I suppose the truth is I do tend to present well, meaning I look "normal", clean, dressed, I seem to be engaged (when I'm not).  I got really good at acting the part--the "porcelain finish" right Tee. You're so right notalone, the damage is on the inside. And the truth is, I'm exhausted. As long as I keep getting out of bed, which some days as you know, feels almost impossible, it's gotta be worth something.

Hope67

Quote from: MoonBeam on June 27, 2019, 06:31:56 PM

I felt like crumbling and saying, if only you knew it's so much bigger than that. I'm asking myself that question about my life in general every day. I'm showing up and trying my best--which I admit, isn't that great these days. But I am trying to do things differently. I'm trying.


Hi MoonBeam - I think you are brave - you show up, try to do your best, and you're trying to do things differently, and you're trying - all those things, they are so brave, and especially when you have felt like crumbling. 

I am failing to find the words I want to say now, but I would like to send you a hug, if that's ok.   :hug:
Hope  :)

Three Roses

Quote**Trigger Warning** I have a really hard time breathing when this happens.  A lot of abuse that happened involved bigger people holding me down, sitting on my chest or crushing my body under theirs while they hurt me. I couldn't breathe and I still very much feel like the tiny, scared child wondering if I'm going to die.
Sorry, that's a lot. It's where I'm at.

You don't have to apologize. It is a lot, but it's what you endured and we are here to hear you, so we can support you. We've all been silenced too long.

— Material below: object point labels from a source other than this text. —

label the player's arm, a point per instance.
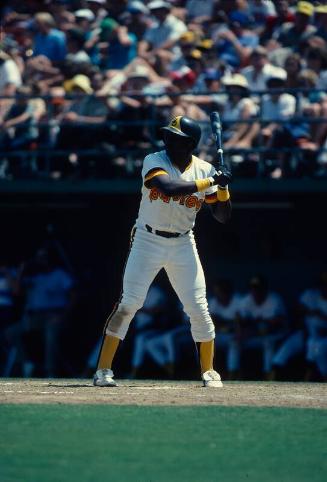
(158, 178)
(222, 208)
(219, 202)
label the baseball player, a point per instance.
(175, 185)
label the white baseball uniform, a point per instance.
(150, 252)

The not being able to breathe part is familiar to me. It is a horror like no other I've ever experienced.

You're an important member here, giving support and listening to the stories of others, sharing your gifted insights. Keep on keeping on, my friend. 💪

MoonBeam

Thank you so much Hope and Three Roses.  :hug:

It's been a tough week/weekend. But throughout it I have been experiencing something different... I've been crying. There have been so many triggers and I cancelled all plans from Thursday on, things I really should have shown up for, but essentially called in sick. The tears have fallen somewhat freely, though mostly out of a sense of hopelessness and feeling overwhelmed. I have noticed that with letting the emotion come (which is new) the intensity of the pain in my chest has diminished a bit. I'm really consciously shutting down the inner-critic. I'm not able to replace the negative thought with a positive one, but I've been letting them know, they don't get to have an opinion on this one. It's helped with the spiral of self-hatred and I think allowed the tears.

I remembered hearing a voice telling me that I should be ashamed of myself for showing emotion when I was really young. **TW**: Berating, threatening and/or hitting me if I cried. The whole "something to cry about" story**End TW** One of many lessons from my FOO.  I get why things are the way they are--why I am the way I am. That's not really helping though. I think if anything remembering all of these experiences has added to a sense of unmanageability and feeling overwhelmed, broken. Memories are powerful when they are stuck in one's very being. I understand healing is about creating new stories, new experiences, overwriting the past in a way. Integrating what was into what is. Right now that feels unattainable. I'm lost in the sea of what was. Sounds like an EF now that I write it out. I don't think I've come out of whatever EF I've been in for months.

Seeing my T tomorrow. That should help. I wonder if I'll cry in our session. I've cried 2ce in session in the last year and both times I was so ashamed. I hid my face and couldn't look at her after, even though she was incredibly caring and comforting. It's all so interesting this puzzle of me.